This year, in his third trip to the USA Karate National Championship and Team Trials, held July 10 through Sunday in Reno, Zachary achieved his goal of qualifying for the USA team and international competition.

His individual gold medal in elite kata — the demonstration of karate forms and moves — is Zachary’s second national championship, in addition to the title he won in 2012. At the time, that was as far as he could advance. This year, at the age of 13, the local brown belt earned a trip the 2014 Junior Pan American Championships, to be held Aug. 25 to 31 in Lima, Peru.

The gold in elite kata was one of three medals he collected at the national championships. He also won gold as a member of the NKD (Nihon Karate Dojo) Martial Arts team out of Fullerton and also won bronze in kumite (sparring).

Now Zachary, 13, who will be an eighth-grader at Traina School, expects that the same mental discipline that got him this far will bring him success at the Pan Am games.

“It’s not intimidating. Just train hard and don’t give up,” Zachary said, adding that he expected the toughest aspect of the international games would be maintaining his focus in a new environment full of potential distractions.

Zachary credited his success to his unrelenting mental focus. He said that even at the national championships, he didn’t think so much about his competition, though he knew it was a tough challenge. He zeroed in on his techniques and training until suddenly he stood alone as the top competitor.

“I was shocked and happy, so many feelings,” he said. “At the time, I couldn’t let it out, because I was still in the ring.”

Up until then, he had his own highs and lows during his performance, recognizing the things he did right and the little mistakes.

“It was a lot of training, some ups and downs too. It’s been a long time, and then I won. Boom!” he said.

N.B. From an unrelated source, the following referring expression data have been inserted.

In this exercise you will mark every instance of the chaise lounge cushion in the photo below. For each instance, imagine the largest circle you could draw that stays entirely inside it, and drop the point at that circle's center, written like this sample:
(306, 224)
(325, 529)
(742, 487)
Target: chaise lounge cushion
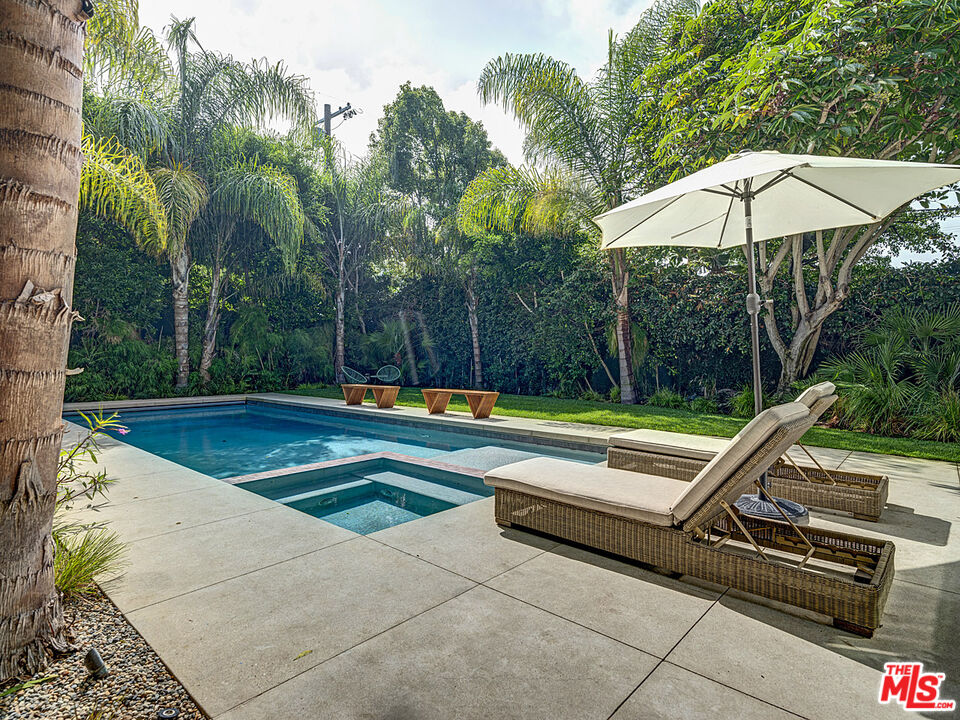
(646, 498)
(745, 444)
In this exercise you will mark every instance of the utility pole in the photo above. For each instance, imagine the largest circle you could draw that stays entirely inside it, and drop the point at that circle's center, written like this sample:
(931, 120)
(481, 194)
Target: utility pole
(347, 112)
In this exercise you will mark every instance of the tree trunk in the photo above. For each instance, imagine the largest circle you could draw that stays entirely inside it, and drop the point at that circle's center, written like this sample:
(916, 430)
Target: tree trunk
(427, 343)
(212, 322)
(474, 330)
(180, 281)
(620, 275)
(41, 55)
(338, 353)
(408, 347)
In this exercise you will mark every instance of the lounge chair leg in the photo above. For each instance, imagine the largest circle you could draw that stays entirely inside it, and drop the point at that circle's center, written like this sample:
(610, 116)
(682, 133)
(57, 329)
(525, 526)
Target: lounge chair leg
(850, 627)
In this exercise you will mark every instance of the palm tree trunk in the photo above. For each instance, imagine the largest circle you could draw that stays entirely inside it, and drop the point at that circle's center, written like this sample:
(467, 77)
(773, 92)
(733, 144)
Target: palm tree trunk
(620, 274)
(408, 348)
(212, 322)
(180, 280)
(474, 329)
(41, 53)
(338, 354)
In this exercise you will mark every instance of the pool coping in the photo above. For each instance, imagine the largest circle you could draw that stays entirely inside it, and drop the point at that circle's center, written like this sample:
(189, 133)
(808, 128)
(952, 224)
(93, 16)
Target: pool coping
(353, 459)
(570, 436)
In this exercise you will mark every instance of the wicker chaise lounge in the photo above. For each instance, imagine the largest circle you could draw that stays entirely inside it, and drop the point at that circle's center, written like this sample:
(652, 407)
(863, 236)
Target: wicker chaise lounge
(686, 524)
(861, 494)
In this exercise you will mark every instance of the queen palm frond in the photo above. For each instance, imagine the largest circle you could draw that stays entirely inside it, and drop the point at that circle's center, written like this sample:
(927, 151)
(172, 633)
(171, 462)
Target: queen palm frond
(115, 185)
(183, 194)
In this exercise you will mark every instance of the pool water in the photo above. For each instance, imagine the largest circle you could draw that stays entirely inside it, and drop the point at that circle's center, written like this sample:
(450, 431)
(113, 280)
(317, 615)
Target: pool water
(241, 439)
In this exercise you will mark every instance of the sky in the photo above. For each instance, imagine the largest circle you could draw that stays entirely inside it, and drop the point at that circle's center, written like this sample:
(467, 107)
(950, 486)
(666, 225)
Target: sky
(361, 51)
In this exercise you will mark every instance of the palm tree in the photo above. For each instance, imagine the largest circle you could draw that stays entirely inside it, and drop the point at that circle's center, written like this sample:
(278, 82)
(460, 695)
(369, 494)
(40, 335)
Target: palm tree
(578, 133)
(357, 218)
(173, 120)
(41, 92)
(249, 201)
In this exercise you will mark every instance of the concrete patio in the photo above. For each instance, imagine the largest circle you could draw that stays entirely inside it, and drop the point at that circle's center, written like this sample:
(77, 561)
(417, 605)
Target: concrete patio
(264, 612)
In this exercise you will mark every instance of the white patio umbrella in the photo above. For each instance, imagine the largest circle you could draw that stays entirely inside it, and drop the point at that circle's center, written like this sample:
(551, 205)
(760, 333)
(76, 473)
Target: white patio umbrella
(760, 195)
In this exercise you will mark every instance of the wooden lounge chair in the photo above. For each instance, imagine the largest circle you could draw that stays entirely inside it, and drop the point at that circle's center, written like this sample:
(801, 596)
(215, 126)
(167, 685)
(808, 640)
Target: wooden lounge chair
(686, 523)
(861, 494)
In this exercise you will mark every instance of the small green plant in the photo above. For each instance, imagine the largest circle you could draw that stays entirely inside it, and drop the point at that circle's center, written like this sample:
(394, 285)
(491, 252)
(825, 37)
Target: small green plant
(741, 404)
(706, 406)
(667, 399)
(940, 419)
(592, 396)
(83, 552)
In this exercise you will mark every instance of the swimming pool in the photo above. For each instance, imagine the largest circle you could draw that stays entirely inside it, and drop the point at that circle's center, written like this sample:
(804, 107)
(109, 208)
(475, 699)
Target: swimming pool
(369, 495)
(245, 438)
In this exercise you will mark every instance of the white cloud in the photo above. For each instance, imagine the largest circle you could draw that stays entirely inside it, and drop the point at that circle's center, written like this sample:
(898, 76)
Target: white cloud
(361, 52)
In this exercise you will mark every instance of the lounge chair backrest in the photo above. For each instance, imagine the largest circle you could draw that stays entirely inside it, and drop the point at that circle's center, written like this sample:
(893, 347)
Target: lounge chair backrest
(747, 456)
(815, 393)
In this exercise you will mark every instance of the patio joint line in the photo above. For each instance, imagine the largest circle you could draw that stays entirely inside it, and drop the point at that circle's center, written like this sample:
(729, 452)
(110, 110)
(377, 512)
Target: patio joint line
(209, 522)
(739, 691)
(928, 587)
(454, 572)
(239, 575)
(662, 660)
(572, 622)
(355, 645)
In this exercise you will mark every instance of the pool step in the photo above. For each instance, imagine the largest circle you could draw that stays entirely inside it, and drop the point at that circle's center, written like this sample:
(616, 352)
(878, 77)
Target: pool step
(456, 496)
(328, 490)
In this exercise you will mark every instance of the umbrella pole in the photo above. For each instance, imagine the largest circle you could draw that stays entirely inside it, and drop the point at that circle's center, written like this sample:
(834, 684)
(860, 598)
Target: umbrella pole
(760, 505)
(753, 301)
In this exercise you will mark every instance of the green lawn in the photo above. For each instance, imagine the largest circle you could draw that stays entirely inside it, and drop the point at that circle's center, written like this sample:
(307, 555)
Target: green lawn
(646, 416)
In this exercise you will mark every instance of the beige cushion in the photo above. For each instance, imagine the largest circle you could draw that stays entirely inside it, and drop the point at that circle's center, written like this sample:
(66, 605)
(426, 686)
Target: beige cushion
(737, 451)
(647, 498)
(813, 394)
(661, 442)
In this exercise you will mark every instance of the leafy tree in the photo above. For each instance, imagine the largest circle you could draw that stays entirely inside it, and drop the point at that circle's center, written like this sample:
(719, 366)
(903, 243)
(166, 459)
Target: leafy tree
(355, 217)
(433, 155)
(835, 77)
(580, 130)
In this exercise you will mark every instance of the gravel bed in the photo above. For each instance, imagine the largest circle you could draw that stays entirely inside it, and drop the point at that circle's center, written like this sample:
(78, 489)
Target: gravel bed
(137, 688)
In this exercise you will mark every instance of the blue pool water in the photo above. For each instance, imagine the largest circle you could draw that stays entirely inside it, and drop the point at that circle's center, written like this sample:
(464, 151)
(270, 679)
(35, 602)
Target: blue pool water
(230, 440)
(371, 495)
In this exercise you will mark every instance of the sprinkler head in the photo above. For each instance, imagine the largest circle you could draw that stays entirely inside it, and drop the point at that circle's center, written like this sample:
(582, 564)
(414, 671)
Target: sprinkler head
(95, 665)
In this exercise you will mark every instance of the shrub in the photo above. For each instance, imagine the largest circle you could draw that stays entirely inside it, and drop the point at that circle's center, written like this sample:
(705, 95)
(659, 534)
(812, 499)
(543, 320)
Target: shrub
(940, 419)
(592, 396)
(667, 399)
(906, 377)
(83, 552)
(82, 557)
(703, 405)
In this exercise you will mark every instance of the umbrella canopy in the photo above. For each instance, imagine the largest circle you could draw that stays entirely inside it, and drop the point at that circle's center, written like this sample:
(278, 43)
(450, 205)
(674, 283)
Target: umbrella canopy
(791, 194)
(761, 195)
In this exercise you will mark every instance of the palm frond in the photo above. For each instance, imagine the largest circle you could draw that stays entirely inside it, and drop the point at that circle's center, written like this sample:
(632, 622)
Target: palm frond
(115, 185)
(183, 194)
(266, 196)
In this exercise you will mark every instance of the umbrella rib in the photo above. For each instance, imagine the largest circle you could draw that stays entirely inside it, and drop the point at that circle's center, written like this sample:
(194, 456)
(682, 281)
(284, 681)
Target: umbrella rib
(833, 195)
(770, 183)
(726, 219)
(631, 229)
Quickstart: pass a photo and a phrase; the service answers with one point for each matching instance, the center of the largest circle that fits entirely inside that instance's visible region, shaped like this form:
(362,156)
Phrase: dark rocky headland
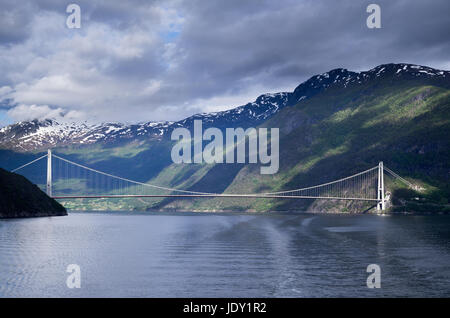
(20,198)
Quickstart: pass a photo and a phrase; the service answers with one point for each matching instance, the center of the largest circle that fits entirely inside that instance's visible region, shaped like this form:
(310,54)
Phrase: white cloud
(164,60)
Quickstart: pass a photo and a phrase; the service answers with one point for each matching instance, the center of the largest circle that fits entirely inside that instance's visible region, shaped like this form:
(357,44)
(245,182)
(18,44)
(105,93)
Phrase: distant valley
(332,125)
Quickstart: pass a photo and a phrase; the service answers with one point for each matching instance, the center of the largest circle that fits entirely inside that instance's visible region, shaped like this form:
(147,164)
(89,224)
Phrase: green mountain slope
(336,124)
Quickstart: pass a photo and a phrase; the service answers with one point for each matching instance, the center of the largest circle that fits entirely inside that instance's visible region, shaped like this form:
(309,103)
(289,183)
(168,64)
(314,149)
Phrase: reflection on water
(207,255)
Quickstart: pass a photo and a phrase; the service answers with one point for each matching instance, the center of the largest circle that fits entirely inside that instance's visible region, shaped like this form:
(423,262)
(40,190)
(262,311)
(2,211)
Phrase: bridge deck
(205,196)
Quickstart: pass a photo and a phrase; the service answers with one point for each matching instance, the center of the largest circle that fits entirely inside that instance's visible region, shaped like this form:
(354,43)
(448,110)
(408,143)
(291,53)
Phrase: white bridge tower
(49,172)
(381,205)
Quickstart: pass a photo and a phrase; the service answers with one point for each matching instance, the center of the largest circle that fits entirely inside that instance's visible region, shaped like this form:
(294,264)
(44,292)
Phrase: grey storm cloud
(164,60)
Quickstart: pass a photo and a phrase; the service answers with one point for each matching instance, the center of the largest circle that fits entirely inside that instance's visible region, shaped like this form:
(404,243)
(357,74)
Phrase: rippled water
(207,255)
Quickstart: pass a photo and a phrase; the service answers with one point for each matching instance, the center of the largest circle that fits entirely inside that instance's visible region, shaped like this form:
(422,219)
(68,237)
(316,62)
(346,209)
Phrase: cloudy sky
(140,61)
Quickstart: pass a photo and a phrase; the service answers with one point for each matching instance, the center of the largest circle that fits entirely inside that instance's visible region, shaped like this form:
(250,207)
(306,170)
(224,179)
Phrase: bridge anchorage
(70,180)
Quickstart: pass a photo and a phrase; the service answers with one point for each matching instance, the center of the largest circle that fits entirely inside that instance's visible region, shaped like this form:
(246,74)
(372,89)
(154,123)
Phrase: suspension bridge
(70,180)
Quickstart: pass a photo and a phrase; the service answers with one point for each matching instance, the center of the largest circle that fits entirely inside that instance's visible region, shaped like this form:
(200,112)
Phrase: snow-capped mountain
(42,134)
(38,135)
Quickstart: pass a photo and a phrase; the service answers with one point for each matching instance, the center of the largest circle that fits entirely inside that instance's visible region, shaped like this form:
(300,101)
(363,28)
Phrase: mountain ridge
(41,134)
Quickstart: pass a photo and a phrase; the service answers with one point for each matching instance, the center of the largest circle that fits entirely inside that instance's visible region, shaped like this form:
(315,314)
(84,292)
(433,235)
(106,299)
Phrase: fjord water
(233,255)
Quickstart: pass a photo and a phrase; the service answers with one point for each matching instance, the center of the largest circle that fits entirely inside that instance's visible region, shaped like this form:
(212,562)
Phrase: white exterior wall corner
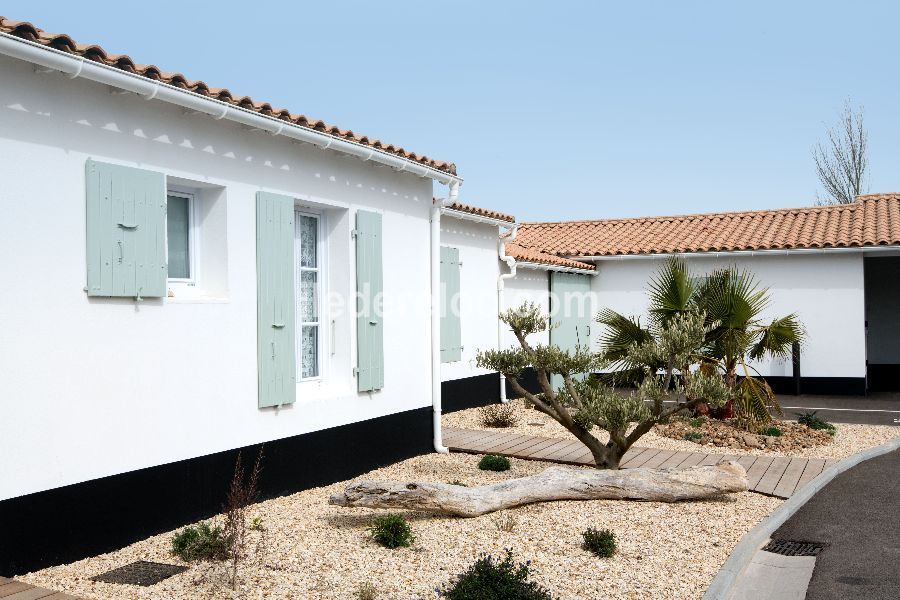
(477,244)
(96,387)
(824,290)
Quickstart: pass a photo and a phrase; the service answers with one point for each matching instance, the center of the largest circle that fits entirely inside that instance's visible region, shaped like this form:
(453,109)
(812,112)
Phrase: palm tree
(733,303)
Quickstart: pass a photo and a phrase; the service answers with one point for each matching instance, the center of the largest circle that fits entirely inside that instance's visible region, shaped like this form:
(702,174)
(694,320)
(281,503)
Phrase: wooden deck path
(11,589)
(773,476)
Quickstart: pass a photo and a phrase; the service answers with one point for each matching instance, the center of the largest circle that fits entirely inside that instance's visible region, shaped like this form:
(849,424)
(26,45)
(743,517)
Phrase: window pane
(177,232)
(309,351)
(309,233)
(309,309)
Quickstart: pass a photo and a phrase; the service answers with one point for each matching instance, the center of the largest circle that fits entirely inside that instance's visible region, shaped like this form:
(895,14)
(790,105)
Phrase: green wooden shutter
(451,328)
(570,313)
(126,231)
(369,287)
(275,299)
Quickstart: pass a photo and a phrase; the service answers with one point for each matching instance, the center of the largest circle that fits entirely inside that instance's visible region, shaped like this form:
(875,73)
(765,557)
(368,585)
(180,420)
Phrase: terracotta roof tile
(64,43)
(523,254)
(483,212)
(873,220)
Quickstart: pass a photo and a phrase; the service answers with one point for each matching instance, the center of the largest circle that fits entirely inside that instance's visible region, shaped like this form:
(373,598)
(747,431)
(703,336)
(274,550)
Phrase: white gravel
(317,551)
(849,439)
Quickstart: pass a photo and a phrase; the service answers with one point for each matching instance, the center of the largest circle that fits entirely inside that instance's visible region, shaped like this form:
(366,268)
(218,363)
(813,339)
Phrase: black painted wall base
(824,386)
(76,521)
(481,390)
(883,378)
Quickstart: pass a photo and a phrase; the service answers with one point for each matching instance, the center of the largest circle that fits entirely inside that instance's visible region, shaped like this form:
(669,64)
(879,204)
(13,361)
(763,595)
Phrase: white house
(836,267)
(193,274)
(197,274)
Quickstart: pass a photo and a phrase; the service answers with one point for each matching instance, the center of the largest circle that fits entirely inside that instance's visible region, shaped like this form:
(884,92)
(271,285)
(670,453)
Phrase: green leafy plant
(498,415)
(391,531)
(493,462)
(601,542)
(813,421)
(201,543)
(732,304)
(663,362)
(505,522)
(492,578)
(366,591)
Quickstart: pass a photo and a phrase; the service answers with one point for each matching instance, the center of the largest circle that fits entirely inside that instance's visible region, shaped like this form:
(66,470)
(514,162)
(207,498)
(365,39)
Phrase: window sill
(197,300)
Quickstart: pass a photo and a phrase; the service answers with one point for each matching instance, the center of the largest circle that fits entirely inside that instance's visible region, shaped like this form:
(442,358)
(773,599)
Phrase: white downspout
(501,284)
(436,312)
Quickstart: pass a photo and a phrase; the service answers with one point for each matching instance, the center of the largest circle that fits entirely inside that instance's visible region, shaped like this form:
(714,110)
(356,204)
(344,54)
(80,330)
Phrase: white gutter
(501,284)
(544,267)
(73,66)
(725,254)
(436,209)
(464,216)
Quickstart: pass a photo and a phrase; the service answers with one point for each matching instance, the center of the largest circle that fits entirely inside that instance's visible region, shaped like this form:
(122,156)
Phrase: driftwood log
(555,483)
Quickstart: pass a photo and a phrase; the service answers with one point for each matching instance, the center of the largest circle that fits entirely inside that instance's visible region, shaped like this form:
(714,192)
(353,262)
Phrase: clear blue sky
(559,110)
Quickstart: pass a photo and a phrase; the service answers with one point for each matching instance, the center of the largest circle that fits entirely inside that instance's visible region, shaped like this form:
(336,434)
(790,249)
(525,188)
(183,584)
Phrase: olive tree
(583,404)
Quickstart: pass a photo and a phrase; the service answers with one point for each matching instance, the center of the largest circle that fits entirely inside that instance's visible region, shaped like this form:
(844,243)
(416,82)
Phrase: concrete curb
(723,585)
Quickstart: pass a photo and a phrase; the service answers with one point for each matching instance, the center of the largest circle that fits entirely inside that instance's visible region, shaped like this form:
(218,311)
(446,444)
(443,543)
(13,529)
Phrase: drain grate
(794,548)
(142,572)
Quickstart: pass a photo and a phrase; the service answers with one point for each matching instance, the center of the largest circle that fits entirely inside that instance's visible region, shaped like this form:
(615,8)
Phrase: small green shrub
(201,543)
(498,415)
(493,462)
(391,531)
(366,591)
(492,578)
(505,522)
(813,421)
(601,542)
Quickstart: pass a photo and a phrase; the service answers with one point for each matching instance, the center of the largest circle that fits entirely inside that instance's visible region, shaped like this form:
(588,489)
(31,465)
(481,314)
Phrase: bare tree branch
(842,162)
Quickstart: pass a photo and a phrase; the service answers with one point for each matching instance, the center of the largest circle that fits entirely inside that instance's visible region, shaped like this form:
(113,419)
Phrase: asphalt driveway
(874,409)
(857,517)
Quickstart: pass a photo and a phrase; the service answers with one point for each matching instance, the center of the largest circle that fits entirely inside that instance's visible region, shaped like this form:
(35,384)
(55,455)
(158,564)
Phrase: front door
(570,313)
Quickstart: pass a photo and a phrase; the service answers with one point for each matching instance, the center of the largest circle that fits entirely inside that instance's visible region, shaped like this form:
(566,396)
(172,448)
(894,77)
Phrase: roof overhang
(73,66)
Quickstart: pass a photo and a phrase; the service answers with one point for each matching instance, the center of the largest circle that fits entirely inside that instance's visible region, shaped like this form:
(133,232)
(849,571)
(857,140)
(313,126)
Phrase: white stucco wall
(825,290)
(477,244)
(529,285)
(94,387)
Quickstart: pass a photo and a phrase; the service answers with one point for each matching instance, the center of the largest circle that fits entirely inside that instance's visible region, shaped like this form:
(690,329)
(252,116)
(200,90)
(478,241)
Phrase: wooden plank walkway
(11,589)
(770,475)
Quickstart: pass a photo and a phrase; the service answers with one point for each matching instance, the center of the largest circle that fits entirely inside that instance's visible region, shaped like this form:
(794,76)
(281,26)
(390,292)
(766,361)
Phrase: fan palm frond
(671,291)
(777,338)
(620,334)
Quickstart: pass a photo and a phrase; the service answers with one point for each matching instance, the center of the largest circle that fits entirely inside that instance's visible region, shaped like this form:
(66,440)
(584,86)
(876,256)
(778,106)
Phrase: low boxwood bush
(493,462)
(601,542)
(201,543)
(391,531)
(492,578)
(813,421)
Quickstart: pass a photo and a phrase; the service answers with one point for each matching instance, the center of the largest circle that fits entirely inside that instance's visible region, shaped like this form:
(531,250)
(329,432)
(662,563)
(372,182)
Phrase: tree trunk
(555,483)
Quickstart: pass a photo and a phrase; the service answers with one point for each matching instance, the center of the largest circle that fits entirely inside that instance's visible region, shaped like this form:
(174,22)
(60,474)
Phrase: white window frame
(319,294)
(193,235)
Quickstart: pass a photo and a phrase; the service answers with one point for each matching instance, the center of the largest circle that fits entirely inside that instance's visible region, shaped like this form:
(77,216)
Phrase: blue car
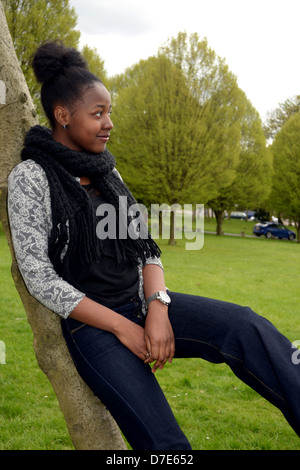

Zachary has been into martial arts for the past seven years, but it was just three years ago that he decided to specialize in traditional Japanese-style karate.

He trains with NKD Martial Arts in Fullerton, making the trip to Southern California once a week to practice with the team. Locally, he trains at least three times a week with Ed Hunting, a trainer at World Gym on East Street.

Hunting said that Zachary had improved his strength, quickness and balance through a work ethic that challenged Hunting’s abilities as a trainer.

“This is just the beginning for him, obviously,” Hunting said. “It’s pretty amazing, his focus. He’s surpassed all expectations. I would expect him to do very well, but he’s really exceeded everything.”

Zachary said he simply trained with his goals in mind and refused to be discouraged.

“If you want to reach a goal and you put your mind to it, try your best and you really love doing it, it may not happen the first time or second time, or even the fifth time, but it will happen if you keep trying and don’t give up.”